Sure, but if your doing work in machine learning that’s generally not the terminology used, hinting that this isn’t the area the author specializes in (which isn’t a bad thing, but take their explanations with a grain of salt).
Also, about the non-determinism issue, there was a post some time ago and that comes from the way the GPU does the calculations, something something floating point something.
So of course the algorithm is deterministic, but the real-life implementation isn't.
Floating point addition, for example, is not associative, so the order of taking a sum affects the result. If the summation were sequential and single threaded, it would be deterministic. But it happens in parallel, so timing variations affect the result.
But there is probabilistic sampling that happens (see "temperature").
> Floating point addition, for example, is not associative, so the order of taking a sum affects the result. If the summation were sequential and single threaded, it would be deterministic. But it happens in parallel, so timing variations affect the result.
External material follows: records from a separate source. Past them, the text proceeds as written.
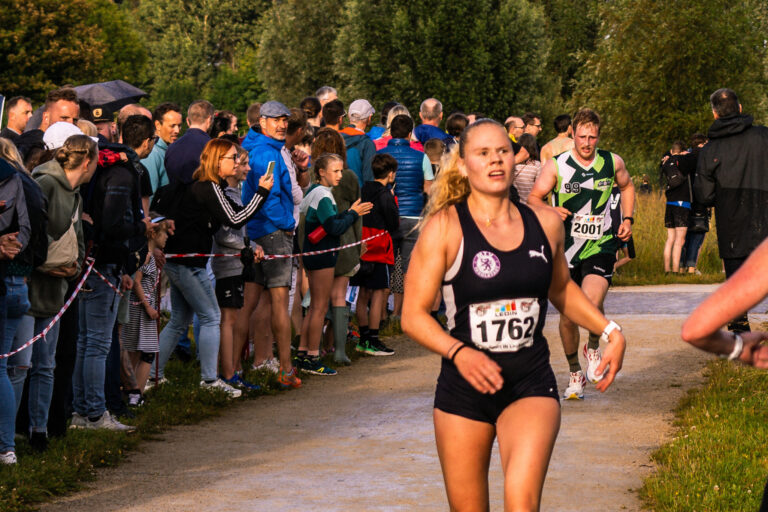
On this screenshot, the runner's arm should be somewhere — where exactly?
[681,240,768,369]
[536,208,626,392]
[528,160,571,220]
[614,155,635,242]
[401,211,503,393]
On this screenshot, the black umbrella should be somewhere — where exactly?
[74,80,148,112]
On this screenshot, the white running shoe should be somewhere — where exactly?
[200,379,243,398]
[85,411,136,432]
[0,452,16,466]
[563,370,587,400]
[69,412,88,430]
[584,345,605,384]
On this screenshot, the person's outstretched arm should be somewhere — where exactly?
[680,240,768,369]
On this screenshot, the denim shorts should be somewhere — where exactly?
[253,230,293,288]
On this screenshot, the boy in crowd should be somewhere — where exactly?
[351,153,400,356]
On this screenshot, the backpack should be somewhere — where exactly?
[149,180,189,219]
[661,156,688,190]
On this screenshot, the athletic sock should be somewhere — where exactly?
[565,350,581,373]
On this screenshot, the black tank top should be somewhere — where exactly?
[443,201,552,353]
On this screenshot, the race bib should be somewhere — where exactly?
[469,298,539,352]
[571,213,605,240]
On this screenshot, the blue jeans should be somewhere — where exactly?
[72,265,120,418]
[6,315,59,432]
[159,262,221,380]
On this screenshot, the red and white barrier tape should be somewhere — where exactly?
[0,258,98,359]
[165,231,387,260]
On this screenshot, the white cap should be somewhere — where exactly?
[43,121,99,149]
[349,100,376,121]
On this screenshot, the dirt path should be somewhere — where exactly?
[42,288,765,512]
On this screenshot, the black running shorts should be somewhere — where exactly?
[435,339,560,425]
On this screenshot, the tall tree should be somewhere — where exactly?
[137,0,268,108]
[572,0,768,162]
[334,0,555,121]
[0,0,146,101]
[258,0,344,105]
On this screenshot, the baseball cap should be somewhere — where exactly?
[349,99,376,119]
[259,101,291,117]
[43,121,99,149]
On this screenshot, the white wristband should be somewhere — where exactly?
[723,332,744,361]
[600,320,621,343]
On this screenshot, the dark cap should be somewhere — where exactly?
[259,101,291,117]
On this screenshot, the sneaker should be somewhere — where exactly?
[85,411,136,432]
[563,370,587,400]
[144,377,168,393]
[251,357,280,373]
[584,345,602,384]
[355,340,395,356]
[200,379,243,398]
[277,368,301,388]
[69,412,88,430]
[298,356,336,376]
[128,393,144,407]
[372,340,395,356]
[219,372,261,391]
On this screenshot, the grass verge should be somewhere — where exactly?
[640,361,768,512]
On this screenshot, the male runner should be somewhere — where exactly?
[528,108,635,400]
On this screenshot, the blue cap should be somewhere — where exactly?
[259,101,291,117]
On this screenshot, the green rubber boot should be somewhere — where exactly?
[331,306,352,364]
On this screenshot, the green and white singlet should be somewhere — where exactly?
[552,149,619,267]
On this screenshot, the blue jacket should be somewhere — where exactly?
[413,124,452,144]
[243,130,296,240]
[240,128,264,153]
[378,139,424,217]
[165,128,211,183]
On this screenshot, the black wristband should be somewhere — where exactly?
[451,343,467,362]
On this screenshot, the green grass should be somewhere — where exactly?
[613,192,725,286]
[640,361,768,512]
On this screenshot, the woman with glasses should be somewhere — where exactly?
[153,139,274,398]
In this sense, I don't think it's fair to say floating point math is non-deterministic, as much as parallel computation is non-deterministic. FP behaves in unexpected ways, but the same order of operations always yields the same unexpected results (except on Pentium 1).
Electricity, Cars, and Gas were once upon a time a luxury as well - reserved to those who could afford them or had unique access / credentials / skills. The people who were able to simplify and spread the advanced tech to the common person became Billionaires.